Estero

‘Starmer ha già vinto’: Regno Unito al voto senza suspense

Conservatori avviati verso una disfatta annunciata, i laburisti si apprestano a tornare al potere dopo 14 anni

Il leader dei laburisti
(Keystone)

Un rush finale tutto sommato scialbo, destinato a cambiare poco o nulla. Inizia così la settimana in cui circa 50 milioni di britannici aventi diritto al voto saranno chiamati a rinnovare la Camera dei Comuni il 4 luglio e a darsi un nuovo governo: sfida senza suspense – a differenza di quanto accade in Francia al di là della Manica e a meno di un apocalittico fallimento di tutti gli istituti demoscopici – con i conservatori avviati verso una disfatta annunciata, dopo l'azzardo kamikaze del voto anticipato del premier Rishi Sunak; e i laburisti del moderato sir Keir Starmer destinati a essere riportati al potere dopo 14 anni da una larga vittoria di default.

Fra le ultime rilevazioni, prima che i sondaggi non possano più essere aggiornati, Opinum conferma il Labour attorno al 40% e i Tories al 20; mentre l'istituto Savanta fa calare il partito di Starmer al 38% (meno di quanto incassato dal radicale Jeremy Corbyn nel 2017), ma comunque con 17 punti di vantaggio minimo su quello di Sunak, e quindi in grado di fare man bassa di seggi (grazie al tradizionale sistema maggioritario uninominale secco del "first past the post").

‘Il male minore’

Un quadro che rassicura il front-runner sir Keir, ex avvocato, ex procuratore della corona a Londra e leader non certo trascinante di un partito cauto fino alla vaghezza sui programmi. Come testimoniano i sentimenti di città di tradizione operaia e socialista tipo Liverpool, la più laburista del Regno da sempre, dove a girare per strada l'ANSA stenta oggi a intercettare persino un singolo estimatore entusiasta di Starmer: etichettato da qualche passante più conciliante come "il male minore", da altri – sic et simpliciter – come "un Tory in cravatta rossa".

Unica carta realistica da giocare, in ogni modo, per un cambiamento pur che sia dopo quasi tre lustri di governi conservatori e tumulti vari fra Brexit, crisi, instabilità, scandali.

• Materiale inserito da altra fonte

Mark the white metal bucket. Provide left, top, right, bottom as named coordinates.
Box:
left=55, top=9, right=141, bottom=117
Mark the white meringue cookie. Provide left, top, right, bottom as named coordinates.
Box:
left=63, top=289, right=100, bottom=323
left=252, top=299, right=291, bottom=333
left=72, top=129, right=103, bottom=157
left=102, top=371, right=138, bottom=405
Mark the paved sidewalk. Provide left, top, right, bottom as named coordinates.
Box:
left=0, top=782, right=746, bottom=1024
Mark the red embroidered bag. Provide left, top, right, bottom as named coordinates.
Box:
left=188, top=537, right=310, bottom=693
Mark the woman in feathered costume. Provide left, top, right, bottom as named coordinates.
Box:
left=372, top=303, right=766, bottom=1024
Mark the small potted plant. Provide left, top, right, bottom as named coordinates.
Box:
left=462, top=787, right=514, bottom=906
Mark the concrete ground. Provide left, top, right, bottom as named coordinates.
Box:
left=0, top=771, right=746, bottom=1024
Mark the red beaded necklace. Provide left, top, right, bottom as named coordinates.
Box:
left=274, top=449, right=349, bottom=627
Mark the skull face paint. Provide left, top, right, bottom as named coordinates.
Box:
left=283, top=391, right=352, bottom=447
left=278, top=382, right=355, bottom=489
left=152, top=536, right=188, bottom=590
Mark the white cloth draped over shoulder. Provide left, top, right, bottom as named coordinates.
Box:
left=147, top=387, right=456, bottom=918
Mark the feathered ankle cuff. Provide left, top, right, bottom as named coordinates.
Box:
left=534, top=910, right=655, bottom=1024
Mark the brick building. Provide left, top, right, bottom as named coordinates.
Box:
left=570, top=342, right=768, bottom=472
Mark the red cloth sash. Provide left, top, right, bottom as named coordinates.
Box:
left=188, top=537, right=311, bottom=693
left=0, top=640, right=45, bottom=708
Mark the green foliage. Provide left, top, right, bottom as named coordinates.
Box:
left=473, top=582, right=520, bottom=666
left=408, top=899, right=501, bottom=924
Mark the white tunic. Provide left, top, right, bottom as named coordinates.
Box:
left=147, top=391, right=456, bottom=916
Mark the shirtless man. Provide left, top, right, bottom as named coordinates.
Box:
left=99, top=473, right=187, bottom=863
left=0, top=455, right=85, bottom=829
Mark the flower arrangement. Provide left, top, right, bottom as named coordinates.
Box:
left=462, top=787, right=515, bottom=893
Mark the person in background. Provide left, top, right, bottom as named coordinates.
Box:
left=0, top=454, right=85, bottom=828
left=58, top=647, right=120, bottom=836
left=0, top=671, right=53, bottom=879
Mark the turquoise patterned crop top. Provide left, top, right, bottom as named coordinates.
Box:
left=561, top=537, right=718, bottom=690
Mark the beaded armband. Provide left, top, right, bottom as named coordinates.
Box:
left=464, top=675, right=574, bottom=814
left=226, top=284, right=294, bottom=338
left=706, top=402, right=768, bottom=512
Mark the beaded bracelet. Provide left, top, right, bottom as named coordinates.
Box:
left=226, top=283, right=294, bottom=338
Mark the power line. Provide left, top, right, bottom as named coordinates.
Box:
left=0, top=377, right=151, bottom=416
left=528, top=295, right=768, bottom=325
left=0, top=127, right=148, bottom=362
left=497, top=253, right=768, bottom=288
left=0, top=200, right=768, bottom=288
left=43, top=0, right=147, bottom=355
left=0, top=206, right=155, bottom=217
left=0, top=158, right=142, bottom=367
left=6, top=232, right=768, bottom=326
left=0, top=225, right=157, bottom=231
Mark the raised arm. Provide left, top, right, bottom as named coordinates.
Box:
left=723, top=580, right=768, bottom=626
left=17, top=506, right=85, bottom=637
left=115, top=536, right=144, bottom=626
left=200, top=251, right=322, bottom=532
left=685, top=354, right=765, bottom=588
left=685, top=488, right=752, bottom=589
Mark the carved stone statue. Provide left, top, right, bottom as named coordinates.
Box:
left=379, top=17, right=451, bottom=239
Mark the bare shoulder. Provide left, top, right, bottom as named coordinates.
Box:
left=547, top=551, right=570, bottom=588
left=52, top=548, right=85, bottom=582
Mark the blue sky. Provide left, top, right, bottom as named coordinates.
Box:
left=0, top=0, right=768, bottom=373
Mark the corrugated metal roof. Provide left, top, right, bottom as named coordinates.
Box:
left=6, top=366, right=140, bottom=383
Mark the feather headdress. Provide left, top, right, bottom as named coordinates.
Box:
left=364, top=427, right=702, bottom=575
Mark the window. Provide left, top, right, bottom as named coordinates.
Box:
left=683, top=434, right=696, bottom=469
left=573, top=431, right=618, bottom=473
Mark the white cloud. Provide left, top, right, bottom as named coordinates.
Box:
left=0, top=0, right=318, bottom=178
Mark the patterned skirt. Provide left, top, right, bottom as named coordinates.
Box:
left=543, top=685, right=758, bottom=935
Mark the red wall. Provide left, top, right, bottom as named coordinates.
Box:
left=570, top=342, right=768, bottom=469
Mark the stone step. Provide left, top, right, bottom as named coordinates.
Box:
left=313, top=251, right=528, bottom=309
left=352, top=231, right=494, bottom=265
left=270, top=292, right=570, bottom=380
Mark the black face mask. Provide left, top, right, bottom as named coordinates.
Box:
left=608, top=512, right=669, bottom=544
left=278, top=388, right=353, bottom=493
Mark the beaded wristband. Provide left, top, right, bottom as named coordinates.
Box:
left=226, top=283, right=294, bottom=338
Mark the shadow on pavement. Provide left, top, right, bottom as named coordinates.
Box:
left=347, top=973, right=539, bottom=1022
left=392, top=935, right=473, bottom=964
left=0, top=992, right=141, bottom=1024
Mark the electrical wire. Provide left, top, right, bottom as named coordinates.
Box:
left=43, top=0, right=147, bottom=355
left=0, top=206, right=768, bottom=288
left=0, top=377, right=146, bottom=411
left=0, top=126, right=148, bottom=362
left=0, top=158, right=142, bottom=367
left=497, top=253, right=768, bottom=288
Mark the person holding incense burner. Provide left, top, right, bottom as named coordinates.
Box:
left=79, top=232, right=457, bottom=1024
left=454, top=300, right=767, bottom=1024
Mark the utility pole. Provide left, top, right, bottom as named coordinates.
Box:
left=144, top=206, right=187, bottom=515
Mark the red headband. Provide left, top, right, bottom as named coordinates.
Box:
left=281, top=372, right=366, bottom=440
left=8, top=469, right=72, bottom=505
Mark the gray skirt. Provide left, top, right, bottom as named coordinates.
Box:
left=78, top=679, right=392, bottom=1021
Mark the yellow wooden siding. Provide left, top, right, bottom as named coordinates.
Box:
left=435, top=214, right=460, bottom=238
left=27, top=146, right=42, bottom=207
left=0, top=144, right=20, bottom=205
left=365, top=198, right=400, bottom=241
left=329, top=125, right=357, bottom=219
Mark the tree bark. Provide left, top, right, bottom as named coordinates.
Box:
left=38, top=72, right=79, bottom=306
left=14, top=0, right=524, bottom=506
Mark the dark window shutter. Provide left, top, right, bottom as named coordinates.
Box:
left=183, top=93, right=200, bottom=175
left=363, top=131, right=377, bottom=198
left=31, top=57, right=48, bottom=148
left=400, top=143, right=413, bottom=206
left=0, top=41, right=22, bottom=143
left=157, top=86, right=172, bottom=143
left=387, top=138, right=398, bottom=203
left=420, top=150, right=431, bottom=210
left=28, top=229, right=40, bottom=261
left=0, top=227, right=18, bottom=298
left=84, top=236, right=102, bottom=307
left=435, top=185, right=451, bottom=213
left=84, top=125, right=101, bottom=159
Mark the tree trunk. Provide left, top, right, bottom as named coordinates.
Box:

Cambiamento abbastanza soft da andar bene del resto pure all'establishment, come confermano gli endorsement a catena di media tradizionalmente liberal-moderati quali l'Economist, il Sunday Times di Rupert Murdoch o, ultimo, il Financial Times, voce della City e business: secondo un allineamento di preferenze e d'interessi che non si vedeva dai tempi del New Labour di Tony Blair.

Disfatta di Sunak?

Per il 44enne Sunak, primo capo del governo di origine indiana e non bianca nella storia del Regno, si profila viceversa una devastante tempesta perfetta che rischia di travolgere, oltre ai Tories e forse al loro ruolo storico, finanche il suo seggio individuale di deputato: incubo inedito per un premier in carica. Per salvare il salvabile, Rishi ha provato a insistere su due cavalli di battaglia, la lotta all'immigrazione illegale e la politica fiscale, rinfacciando in particolare al rivale di nascondere una presunta intenzione di "aumentare le tasse" a pioggia una volta a Downing Street. Ma la verità è che si considera lui stesso battuto, implicitamente, aggrappandosi in queste ore a un appello quasi disperato agli elettori a "non consegnarsi" a Starmer mani e piedi: come ad auspicare ormai solo una maggioranza laburista non troppo ampia. Obiettivo minimo verso il quale una mano potrebbe venirgli se non altro dalla frenata della rincorsa a destra dei populisti di Reform UK di Nigel Farage, fermatisi attorno al 16% sulla scia della bufera legata alle dichiarazioni razziste di alcuni candidati.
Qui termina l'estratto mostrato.